Steve Boxall
- Born: 16 May 1987 (age 39) Canterbury, England
- Nationality: British (English)

Career history
- 2002-2005: Rye House Raiders
- 2004-2007, 2011, 2014-2015: Rye House Rockets
- 2007, 2009: Poole Pirates
- 2008-2010: Belle Vue Aces
- 2009: Newcastle Diamonds
- 2010: Somerset Rebels
- 2013, 2018: Kent Kings
- 2015: Lakeside Hammers
- 2016-2017: Plymouth Devils
- 2023: Berwick Bandits/Bullets

Individual honours
- 2005: Conference League Riders' Champion
- 2013: National League Riders' Champion

Team honours
- 2005, 2007: Premier League Champion
- 2005: Premier Trophy Winner
- 2003: Conference League Fours Winner

= Steve Boxall =

British speedway rider

Steven Shane Boxall (born 16 May 1987 in Canterbury, Kent) is a motorcycle speedway rider. He rode with the Belle Vue Aces in the Elite League, and currently rides for the Berwick Bullets in the National Development League.

== Career ==
Boxall rode for Rye House Raiders in the Conference League and in 2005 won the Riders' Championship. The final was held on 27 August at Rye House Stadium.

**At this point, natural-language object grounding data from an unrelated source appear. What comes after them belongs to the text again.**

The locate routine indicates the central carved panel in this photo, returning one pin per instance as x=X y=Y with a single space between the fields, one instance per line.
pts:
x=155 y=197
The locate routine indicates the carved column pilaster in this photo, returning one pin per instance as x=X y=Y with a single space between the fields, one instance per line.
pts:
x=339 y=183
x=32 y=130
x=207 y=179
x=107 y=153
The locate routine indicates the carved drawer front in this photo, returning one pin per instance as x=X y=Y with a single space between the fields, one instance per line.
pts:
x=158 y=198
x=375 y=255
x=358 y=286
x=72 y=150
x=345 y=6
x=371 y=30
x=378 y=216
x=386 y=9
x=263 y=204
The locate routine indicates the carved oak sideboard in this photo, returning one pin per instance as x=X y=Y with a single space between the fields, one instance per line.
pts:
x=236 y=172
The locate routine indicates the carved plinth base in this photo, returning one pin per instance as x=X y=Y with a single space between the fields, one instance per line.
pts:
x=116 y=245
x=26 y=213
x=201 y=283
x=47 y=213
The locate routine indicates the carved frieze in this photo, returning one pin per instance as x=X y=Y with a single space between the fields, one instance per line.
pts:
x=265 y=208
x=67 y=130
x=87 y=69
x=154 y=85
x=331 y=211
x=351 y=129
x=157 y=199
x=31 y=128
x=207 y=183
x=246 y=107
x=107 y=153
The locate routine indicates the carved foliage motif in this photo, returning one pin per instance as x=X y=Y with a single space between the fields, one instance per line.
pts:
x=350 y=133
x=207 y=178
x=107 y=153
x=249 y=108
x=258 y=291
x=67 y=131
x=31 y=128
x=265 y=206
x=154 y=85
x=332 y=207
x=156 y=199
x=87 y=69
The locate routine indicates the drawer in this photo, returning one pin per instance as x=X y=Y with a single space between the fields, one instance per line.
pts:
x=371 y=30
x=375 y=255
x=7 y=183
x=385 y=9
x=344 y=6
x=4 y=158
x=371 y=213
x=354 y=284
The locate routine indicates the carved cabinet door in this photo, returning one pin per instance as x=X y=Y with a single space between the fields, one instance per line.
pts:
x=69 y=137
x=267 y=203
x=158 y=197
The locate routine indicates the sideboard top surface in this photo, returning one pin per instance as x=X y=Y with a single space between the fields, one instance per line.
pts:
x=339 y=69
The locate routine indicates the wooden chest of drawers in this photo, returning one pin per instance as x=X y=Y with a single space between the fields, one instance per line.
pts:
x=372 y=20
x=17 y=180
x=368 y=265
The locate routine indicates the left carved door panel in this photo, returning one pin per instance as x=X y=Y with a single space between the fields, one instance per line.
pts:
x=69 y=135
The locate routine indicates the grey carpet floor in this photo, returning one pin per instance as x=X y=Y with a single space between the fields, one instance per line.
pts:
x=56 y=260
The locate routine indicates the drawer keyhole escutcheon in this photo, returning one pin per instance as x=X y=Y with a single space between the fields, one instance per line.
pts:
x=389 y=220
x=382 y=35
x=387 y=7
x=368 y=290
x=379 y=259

Also in 2005, Boxall won the Premier League Championship with the Rye House Rockets, and he did so again in 2007.

In 2013, eight years after his first success, Boxall won the Riders' Championship for the second time.

In 2018, Boxall was banned from speedway for two years after being selected for a random drugs and alcohol test in a meeting between Kent and Plymouth at Central Park Stadium on Monday 6 August. He refused to take the test and left the circuit. As a result, he was handed a two-year ban by the Speedway Control Bureau. Boxall subsequently retired from speedway after being handed the two-year ban.

Boxall returned to the sport five years later in 2023. After impressing during practice runs on the Isle of Wight, he signed for the Berwick Bullets in the National Development League and then in August came into the Berwick main team as an injury replacement.